In 2023 everything in the workplace will be measured. Workplace occupancy, movement, energy consumption, air quality, use of technology, number of meetings, your engagement, you work-life balance, your happiness, your access to nature, your heartrate, what applications you use … Possibly even your productivity.

There will be a combination of automated systems, apps, wearables, and the systems you use for work. Many of the apps and wearables for health and wellbeing extend the blurring of home/work boundaries further. The digital twin of your workplace may soon include a digital twin of yourself.

On the plus side, much of this is genuinely intended to improve the quality of the work experience, both physical and psychological.

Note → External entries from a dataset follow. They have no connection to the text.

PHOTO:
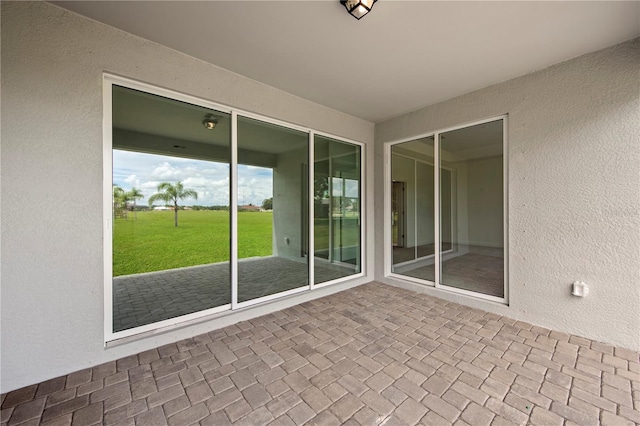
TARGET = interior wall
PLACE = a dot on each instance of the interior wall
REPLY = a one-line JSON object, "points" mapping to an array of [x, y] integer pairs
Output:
{"points": [[287, 205], [403, 171], [484, 183], [52, 184], [574, 197]]}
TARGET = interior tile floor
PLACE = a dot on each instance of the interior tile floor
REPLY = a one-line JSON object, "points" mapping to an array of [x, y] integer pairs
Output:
{"points": [[371, 355]]}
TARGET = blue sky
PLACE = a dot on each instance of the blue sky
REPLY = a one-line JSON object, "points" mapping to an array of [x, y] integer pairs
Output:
{"points": [[209, 179]]}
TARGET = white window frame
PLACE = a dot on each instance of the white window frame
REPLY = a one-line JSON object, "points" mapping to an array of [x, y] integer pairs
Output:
{"points": [[388, 254], [111, 337]]}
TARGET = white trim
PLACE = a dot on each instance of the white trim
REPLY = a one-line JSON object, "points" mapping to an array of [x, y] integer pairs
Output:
{"points": [[161, 91], [233, 210], [311, 241], [412, 279], [437, 223], [270, 297], [170, 323], [505, 203], [388, 266], [388, 243], [362, 215], [111, 338], [107, 205], [339, 280]]}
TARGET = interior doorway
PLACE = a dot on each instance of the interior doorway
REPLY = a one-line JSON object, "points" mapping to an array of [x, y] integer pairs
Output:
{"points": [[398, 213]]}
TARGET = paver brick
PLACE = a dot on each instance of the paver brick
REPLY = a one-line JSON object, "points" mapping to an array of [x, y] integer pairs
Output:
{"points": [[65, 407], [89, 415], [494, 388], [477, 415], [165, 395], [572, 414], [282, 403], [301, 413], [443, 408], [377, 403], [618, 396], [216, 419], [346, 407], [237, 409], [371, 354], [28, 411], [506, 411], [153, 417], [190, 415], [256, 396], [542, 417], [410, 411], [314, 397]]}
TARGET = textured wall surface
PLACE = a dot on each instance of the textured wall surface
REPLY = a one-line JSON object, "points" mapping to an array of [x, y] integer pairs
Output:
{"points": [[52, 237], [574, 191]]}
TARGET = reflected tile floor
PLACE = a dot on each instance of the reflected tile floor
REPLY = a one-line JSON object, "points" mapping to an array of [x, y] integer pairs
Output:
{"points": [[151, 297], [374, 354]]}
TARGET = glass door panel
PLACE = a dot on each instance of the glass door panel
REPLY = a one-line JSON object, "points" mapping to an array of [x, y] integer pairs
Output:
{"points": [[472, 164], [171, 219], [412, 174], [337, 171], [272, 248]]}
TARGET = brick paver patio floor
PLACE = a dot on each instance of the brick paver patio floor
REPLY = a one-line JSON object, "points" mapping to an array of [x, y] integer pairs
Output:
{"points": [[371, 355]]}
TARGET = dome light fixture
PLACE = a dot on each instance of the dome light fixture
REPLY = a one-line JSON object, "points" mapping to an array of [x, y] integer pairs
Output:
{"points": [[209, 122], [358, 8]]}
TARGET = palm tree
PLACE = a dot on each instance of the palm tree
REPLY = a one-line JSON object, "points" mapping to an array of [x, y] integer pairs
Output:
{"points": [[119, 201], [168, 192], [134, 194]]}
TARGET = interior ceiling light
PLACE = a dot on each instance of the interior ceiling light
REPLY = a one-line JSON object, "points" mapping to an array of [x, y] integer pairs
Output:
{"points": [[358, 8], [209, 122]]}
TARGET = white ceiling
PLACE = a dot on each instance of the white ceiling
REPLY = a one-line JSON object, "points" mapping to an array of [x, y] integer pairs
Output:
{"points": [[403, 56]]}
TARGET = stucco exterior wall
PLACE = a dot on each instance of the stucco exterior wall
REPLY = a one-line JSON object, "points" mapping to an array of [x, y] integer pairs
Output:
{"points": [[52, 157], [574, 191]]}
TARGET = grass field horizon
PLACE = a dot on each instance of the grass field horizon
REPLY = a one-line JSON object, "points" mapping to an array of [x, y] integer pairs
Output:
{"points": [[151, 242]]}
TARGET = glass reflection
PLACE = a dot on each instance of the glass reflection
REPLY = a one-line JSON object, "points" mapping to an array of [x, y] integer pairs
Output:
{"points": [[170, 209], [412, 201], [473, 256], [272, 200]]}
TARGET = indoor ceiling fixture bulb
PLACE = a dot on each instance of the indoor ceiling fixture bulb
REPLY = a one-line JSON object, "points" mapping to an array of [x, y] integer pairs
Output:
{"points": [[358, 8], [209, 123]]}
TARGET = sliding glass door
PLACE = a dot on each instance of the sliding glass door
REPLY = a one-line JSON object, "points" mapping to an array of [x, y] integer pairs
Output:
{"points": [[272, 161], [210, 209], [170, 211], [336, 209], [447, 222]]}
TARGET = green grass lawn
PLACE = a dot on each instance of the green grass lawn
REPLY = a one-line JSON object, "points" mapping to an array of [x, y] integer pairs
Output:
{"points": [[152, 243]]}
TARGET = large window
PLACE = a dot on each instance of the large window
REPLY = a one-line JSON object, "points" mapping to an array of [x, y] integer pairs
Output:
{"points": [[446, 202], [211, 209]]}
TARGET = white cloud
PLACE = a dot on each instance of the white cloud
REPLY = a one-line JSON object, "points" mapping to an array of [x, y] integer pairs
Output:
{"points": [[209, 179]]}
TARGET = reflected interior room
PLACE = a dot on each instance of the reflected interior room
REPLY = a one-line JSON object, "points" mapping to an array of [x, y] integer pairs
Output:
{"points": [[470, 209]]}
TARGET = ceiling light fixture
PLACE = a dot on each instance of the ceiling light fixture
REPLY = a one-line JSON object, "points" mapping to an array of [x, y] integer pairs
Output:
{"points": [[358, 8], [209, 122]]}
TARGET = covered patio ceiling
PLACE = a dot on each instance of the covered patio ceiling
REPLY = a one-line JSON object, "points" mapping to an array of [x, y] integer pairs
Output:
{"points": [[402, 56]]}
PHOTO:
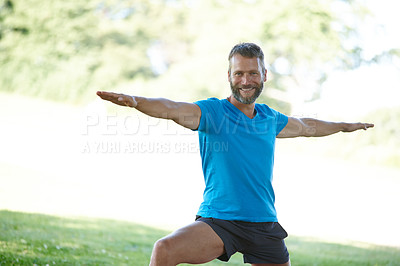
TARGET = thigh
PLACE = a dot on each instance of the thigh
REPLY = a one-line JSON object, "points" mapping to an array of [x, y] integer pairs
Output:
{"points": [[195, 243]]}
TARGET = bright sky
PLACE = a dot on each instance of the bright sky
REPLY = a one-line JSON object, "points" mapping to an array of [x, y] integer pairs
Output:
{"points": [[371, 87]]}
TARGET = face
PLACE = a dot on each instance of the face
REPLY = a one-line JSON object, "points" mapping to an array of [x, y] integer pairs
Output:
{"points": [[246, 78]]}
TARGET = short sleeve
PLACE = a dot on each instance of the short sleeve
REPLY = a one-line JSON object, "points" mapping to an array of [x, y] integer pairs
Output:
{"points": [[208, 110], [281, 121]]}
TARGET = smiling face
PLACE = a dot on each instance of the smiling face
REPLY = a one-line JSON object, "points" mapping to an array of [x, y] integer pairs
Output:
{"points": [[246, 78]]}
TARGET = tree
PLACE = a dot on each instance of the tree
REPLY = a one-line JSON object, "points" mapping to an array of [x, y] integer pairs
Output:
{"points": [[171, 48]]}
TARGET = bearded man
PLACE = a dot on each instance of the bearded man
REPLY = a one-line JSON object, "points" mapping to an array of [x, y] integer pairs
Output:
{"points": [[238, 212]]}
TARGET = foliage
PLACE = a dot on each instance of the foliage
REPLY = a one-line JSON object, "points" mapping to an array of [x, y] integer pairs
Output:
{"points": [[27, 239], [66, 50]]}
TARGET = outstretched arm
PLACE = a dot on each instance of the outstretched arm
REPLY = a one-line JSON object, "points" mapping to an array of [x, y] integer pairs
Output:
{"points": [[310, 127], [185, 114]]}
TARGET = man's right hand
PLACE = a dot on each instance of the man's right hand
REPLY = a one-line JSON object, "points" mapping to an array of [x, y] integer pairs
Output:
{"points": [[118, 98]]}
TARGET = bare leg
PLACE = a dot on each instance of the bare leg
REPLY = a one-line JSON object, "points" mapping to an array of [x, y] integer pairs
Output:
{"points": [[196, 243], [285, 264]]}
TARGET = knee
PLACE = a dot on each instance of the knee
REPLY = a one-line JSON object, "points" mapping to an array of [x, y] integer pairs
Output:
{"points": [[162, 252]]}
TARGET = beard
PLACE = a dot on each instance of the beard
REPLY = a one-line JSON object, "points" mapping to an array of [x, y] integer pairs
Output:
{"points": [[247, 100]]}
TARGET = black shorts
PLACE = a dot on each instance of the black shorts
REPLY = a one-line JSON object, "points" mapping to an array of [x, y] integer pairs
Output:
{"points": [[258, 242]]}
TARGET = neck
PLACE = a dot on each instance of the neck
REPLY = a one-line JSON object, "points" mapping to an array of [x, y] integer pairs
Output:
{"points": [[247, 109]]}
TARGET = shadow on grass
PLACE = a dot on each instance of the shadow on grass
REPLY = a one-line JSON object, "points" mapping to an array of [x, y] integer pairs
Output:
{"points": [[27, 239]]}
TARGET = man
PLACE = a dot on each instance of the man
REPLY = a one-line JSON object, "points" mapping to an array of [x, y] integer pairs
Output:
{"points": [[238, 213]]}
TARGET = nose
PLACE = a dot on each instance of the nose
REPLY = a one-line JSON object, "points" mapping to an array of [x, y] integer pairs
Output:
{"points": [[245, 79]]}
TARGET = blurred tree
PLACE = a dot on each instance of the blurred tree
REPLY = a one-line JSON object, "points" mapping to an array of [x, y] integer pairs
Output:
{"points": [[65, 50]]}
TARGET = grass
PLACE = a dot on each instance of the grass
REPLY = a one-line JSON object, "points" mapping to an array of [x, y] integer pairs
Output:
{"points": [[28, 239]]}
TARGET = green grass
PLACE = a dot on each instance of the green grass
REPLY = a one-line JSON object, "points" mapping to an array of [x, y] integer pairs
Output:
{"points": [[28, 239]]}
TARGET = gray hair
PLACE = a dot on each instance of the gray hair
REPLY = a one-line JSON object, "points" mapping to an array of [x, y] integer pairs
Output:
{"points": [[249, 50]]}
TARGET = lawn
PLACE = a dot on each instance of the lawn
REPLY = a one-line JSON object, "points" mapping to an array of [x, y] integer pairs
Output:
{"points": [[28, 239]]}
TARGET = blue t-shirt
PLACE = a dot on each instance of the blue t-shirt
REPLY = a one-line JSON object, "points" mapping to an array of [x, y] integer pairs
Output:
{"points": [[237, 157]]}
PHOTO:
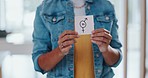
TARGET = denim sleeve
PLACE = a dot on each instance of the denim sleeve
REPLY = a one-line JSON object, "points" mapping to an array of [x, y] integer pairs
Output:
{"points": [[115, 43], [41, 40]]}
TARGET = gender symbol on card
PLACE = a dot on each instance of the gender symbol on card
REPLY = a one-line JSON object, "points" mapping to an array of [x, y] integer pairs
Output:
{"points": [[83, 24]]}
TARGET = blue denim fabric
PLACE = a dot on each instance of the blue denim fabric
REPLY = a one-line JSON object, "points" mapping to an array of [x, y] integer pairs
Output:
{"points": [[54, 17]]}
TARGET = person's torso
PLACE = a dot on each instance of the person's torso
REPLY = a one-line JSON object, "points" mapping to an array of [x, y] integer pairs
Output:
{"points": [[58, 16]]}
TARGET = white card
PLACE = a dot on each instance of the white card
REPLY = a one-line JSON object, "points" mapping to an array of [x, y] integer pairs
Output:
{"points": [[84, 24]]}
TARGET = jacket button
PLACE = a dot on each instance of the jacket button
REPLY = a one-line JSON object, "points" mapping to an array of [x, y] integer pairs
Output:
{"points": [[54, 19], [107, 18], [99, 71], [97, 55]]}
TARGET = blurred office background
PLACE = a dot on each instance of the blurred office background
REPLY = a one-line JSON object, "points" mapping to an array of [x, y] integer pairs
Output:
{"points": [[16, 26]]}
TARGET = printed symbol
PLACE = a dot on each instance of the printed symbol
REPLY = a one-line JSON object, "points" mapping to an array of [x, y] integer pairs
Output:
{"points": [[83, 24]]}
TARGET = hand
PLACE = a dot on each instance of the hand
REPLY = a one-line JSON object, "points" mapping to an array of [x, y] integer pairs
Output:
{"points": [[66, 39], [102, 38]]}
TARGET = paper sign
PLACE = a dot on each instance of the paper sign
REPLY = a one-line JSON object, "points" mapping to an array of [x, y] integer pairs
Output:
{"points": [[84, 24]]}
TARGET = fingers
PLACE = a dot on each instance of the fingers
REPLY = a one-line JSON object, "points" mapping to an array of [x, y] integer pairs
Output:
{"points": [[66, 49], [68, 32], [66, 39], [67, 43], [101, 39], [100, 30], [102, 34]]}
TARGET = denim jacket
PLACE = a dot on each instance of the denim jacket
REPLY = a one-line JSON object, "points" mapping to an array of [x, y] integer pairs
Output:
{"points": [[54, 17]]}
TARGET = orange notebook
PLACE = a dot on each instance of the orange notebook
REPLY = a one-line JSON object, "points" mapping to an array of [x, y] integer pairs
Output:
{"points": [[83, 58]]}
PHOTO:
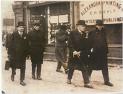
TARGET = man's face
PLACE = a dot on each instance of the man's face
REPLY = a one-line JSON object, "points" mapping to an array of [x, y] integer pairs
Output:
{"points": [[81, 27], [36, 27], [99, 27], [20, 28]]}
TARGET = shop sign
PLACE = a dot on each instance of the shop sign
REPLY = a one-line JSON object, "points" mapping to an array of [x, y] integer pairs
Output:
{"points": [[111, 11], [59, 19]]}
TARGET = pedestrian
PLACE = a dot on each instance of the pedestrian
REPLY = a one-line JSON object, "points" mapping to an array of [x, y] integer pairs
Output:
{"points": [[9, 51], [37, 44], [78, 54], [18, 50], [61, 48], [99, 49]]}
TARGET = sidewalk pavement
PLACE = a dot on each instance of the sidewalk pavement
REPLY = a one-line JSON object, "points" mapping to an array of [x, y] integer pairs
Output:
{"points": [[55, 83]]}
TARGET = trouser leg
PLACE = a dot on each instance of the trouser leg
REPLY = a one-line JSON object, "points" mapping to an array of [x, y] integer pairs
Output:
{"points": [[33, 70], [13, 71], [105, 74], [64, 66], [89, 72], [59, 66], [22, 73], [39, 70], [70, 73], [85, 76]]}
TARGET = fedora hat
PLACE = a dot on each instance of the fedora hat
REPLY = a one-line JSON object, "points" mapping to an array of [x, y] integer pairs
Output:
{"points": [[36, 24], [20, 24], [81, 22], [99, 22]]}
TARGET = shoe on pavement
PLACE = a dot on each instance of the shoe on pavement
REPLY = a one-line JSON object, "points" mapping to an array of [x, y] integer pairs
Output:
{"points": [[12, 77], [88, 85], [33, 76], [68, 81], [59, 71], [108, 83], [66, 71], [22, 83], [39, 78]]}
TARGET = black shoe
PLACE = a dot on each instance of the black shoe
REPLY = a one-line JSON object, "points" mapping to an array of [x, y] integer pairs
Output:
{"points": [[66, 71], [12, 77], [22, 83], [59, 71], [39, 78], [68, 81], [88, 85], [33, 76], [108, 83]]}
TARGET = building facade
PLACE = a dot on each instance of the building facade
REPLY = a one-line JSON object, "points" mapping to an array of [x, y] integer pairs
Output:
{"points": [[64, 12]]}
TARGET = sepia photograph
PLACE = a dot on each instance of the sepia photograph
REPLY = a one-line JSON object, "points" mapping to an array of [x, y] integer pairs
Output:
{"points": [[61, 47]]}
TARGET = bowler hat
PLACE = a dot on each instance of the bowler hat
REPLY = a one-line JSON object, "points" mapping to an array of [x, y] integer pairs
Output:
{"points": [[81, 22], [20, 24], [36, 24], [99, 22]]}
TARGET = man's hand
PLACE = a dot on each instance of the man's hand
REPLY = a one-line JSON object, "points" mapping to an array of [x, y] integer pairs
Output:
{"points": [[75, 53], [92, 50]]}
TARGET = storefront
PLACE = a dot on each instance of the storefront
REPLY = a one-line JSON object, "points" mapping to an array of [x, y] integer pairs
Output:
{"points": [[110, 11], [54, 13]]}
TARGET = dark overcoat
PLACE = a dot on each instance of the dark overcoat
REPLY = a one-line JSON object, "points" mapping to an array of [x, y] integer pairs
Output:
{"points": [[98, 58], [37, 43], [18, 50], [78, 42], [61, 45]]}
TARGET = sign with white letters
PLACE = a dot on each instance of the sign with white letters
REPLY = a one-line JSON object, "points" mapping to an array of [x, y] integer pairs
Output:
{"points": [[111, 11]]}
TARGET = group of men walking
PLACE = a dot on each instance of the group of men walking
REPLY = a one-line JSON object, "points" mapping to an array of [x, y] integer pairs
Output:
{"points": [[87, 51], [20, 45]]}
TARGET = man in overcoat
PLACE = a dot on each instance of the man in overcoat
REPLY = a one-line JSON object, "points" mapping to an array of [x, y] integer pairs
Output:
{"points": [[61, 48], [99, 50], [18, 50], [79, 50], [36, 46]]}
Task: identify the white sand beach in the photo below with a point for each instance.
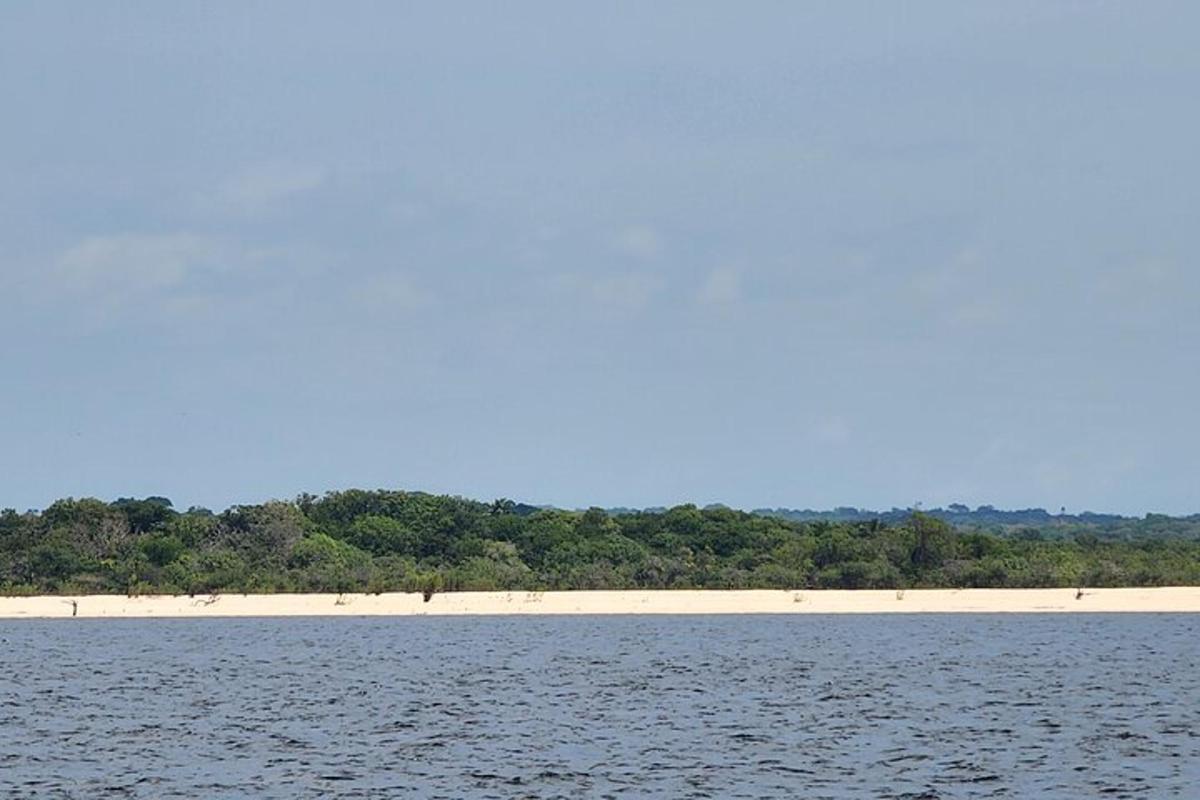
(1156, 600)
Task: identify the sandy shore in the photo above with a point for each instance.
(1173, 600)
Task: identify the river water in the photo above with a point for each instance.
(670, 707)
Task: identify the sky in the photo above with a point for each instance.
(796, 254)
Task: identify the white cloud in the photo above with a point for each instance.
(723, 287)
(627, 290)
(640, 241)
(390, 292)
(132, 263)
(257, 188)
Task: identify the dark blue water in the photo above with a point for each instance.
(675, 707)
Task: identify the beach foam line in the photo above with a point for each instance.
(671, 601)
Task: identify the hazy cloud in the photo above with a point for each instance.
(639, 241)
(132, 263)
(263, 186)
(721, 287)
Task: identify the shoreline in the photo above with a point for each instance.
(666, 601)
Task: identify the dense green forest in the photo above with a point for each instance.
(412, 541)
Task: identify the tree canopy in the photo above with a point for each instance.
(411, 541)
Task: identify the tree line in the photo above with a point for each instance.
(412, 541)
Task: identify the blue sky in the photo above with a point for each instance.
(767, 253)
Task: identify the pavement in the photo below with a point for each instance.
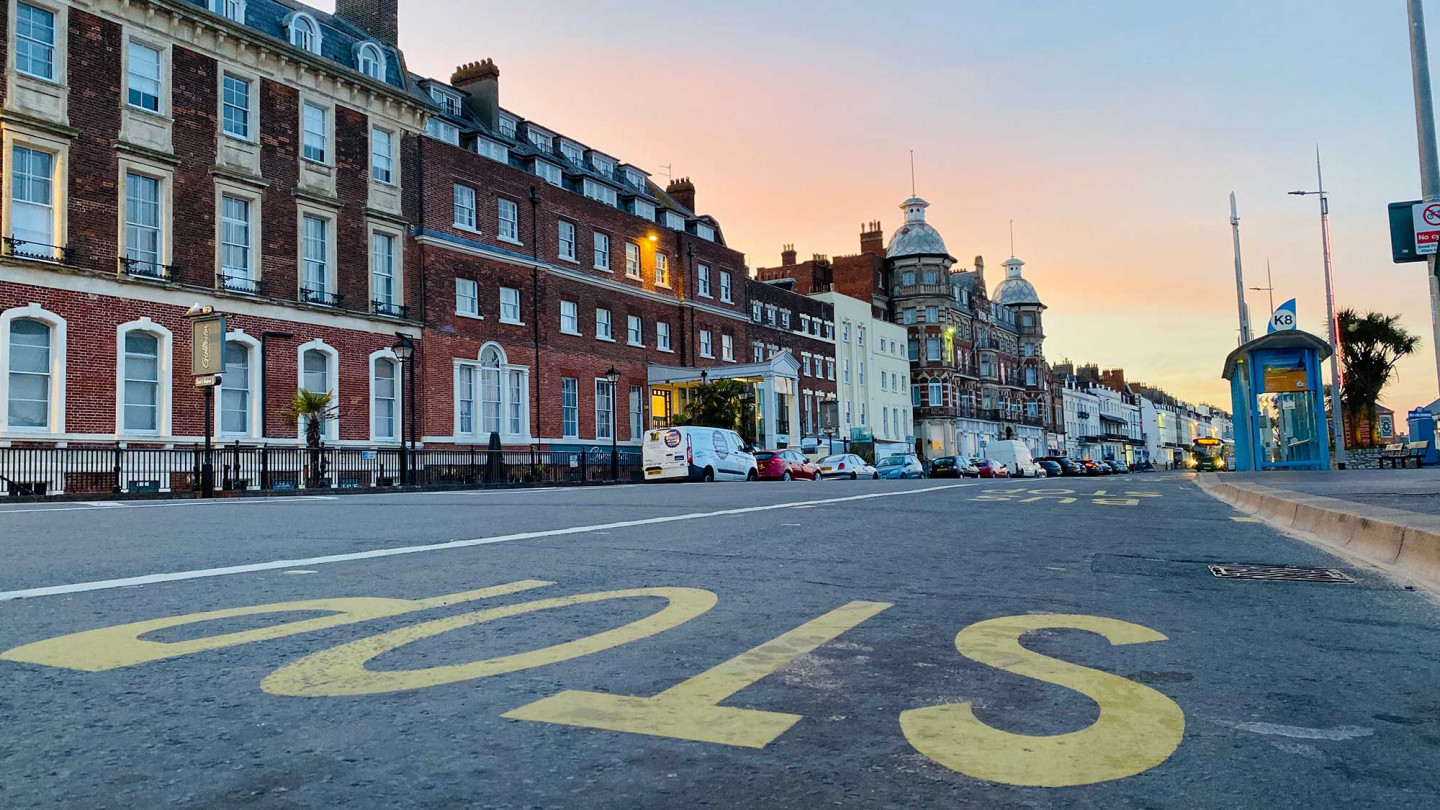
(847, 643)
(1410, 489)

On the downside, it can be seen as intrusive. The number of articles and studies talking about “the surveillance workplace” will rise exponentially (in the loose sense of the word). And will probably be characterised by passion and simplistic pronouncements, and by anecdote rather than evidence and objectivity.

The number of companies offering apps and automated systems will surge, as will the number of companies offering apps and dashboards to integrate all the apps and dashboards.

“I am not a number! I am a free man!” protested Number Six in the cult classic The Prisoner. It’s a protest most of us can identify with.

Of equal concern is how reliable the data will be. Does asking people about their happiness or other mood lead to a valid measurement, or do people feel stressfully pressured into making a show of being upbeat all the time? To misquote Burke, we might note that happiness, like liberty and other great abstractions, is often most profound when least remarked.

New writings on the flexible world of work

I can say with greater certainty that there will be new editions of my management book Smart Flexibility (2nd edition) and the summary Smart Working Handbook (3rd edition) coming off the physical and virtual presses in 2023.

These will address the post-pandemic workplace – not just the office! They will take us beyond the limitations of “hybrid working” with a comprehensive approach to a transformative “smart maturity”. Well, I’m looking forward to these anyway!

And there may be another as well, on the wider societal impacts of the new world of work. Watch this space!

In the meantime, I wish you all well as you navigate the vicissitudes and uncertainties of the year ahead, and hope you have a healthy, happy, successful – and flexible – 2023.